Interruptions don’t seem to be a problem for me, because I will simply pick it up again, and there will always be interruptions.

Meh, it is all difficult, but just keeping interest helps for me ;)


Kae Verens  on February 1, 2009

I agree with Jeroen – interest is what helps me get some of the more difficult tasks finished. If I’m not interested, it’s going to take a long time for me to get around to it, even if it only takes five minutes to write.

When I started programming, I would start something by writing it in commented-out pseudo-code, then replace the pseudo-code with real code, testing all the while. Hmm… can’t see what I’m typing now – I think you need scroll-bars on this thing…

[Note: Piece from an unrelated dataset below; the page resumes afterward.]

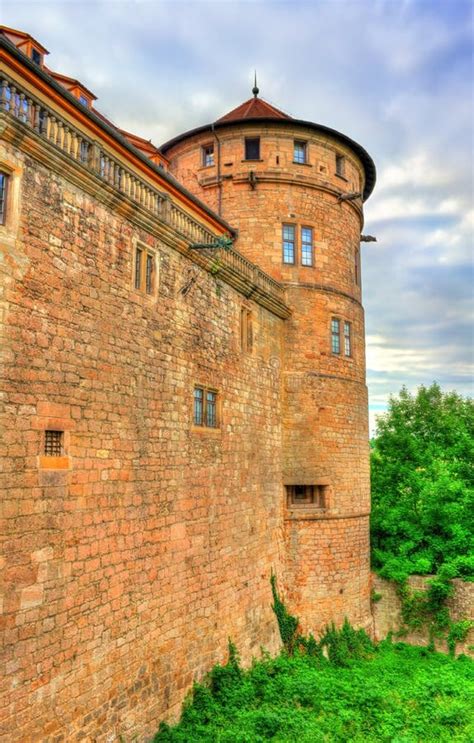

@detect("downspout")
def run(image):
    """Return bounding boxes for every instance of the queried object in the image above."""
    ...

Anyway – that allowed me to walk off or be interrupted without losing anything – the train of thought had already been written in pseudo-code, so people were free to interrupt me.


Dave Concannon  on February 1, 2009

I’d agree with Jeroen too, though from the perspective of someone who works from home full-time your method has merit. Unless I’m in the middle of something supremely interesting, my usual start to the day involves picking an easy-to-fix bug from the company bug-tracker to get the day started. Without being able to pick something simple to kick-start my brain the normal distractions


Dave Concannon  on February 1, 2009

… of social networking, mail, etc might prevent me getting into a pattern of
thought that’s useful for more important work.


Emmanuel Lecharny  on February 2, 2009

I share almost every single feeling Com’s is having. And I also agree with the two camps thing. Professional writers have a special expression for this ‘starting pain’ issue : they call it ‘fear of the blank page’. When it comes to write down the first sentence of a book, you just know that you have so much to write that you just don’t know how to start climbing the montain.
When it comes to code, it’s about the same. Some of us can start immediately, some other need to wait, wait, wait until they get a clear picture of the whole thing. Fixing broken code is also something I like, because it’s like working in a frame you know, and you immediately see where it’s broken, or where it can be repeared.

I like to see the coders as either visionaries (those who can write a prototype from scratch), and executors (those who transform this prototype into a decent piece of software). A very few peeps are talented enough to be a mixture of both, but so far, it’s very rare, because cleaning code is so time consumming that it kills imagination at some point.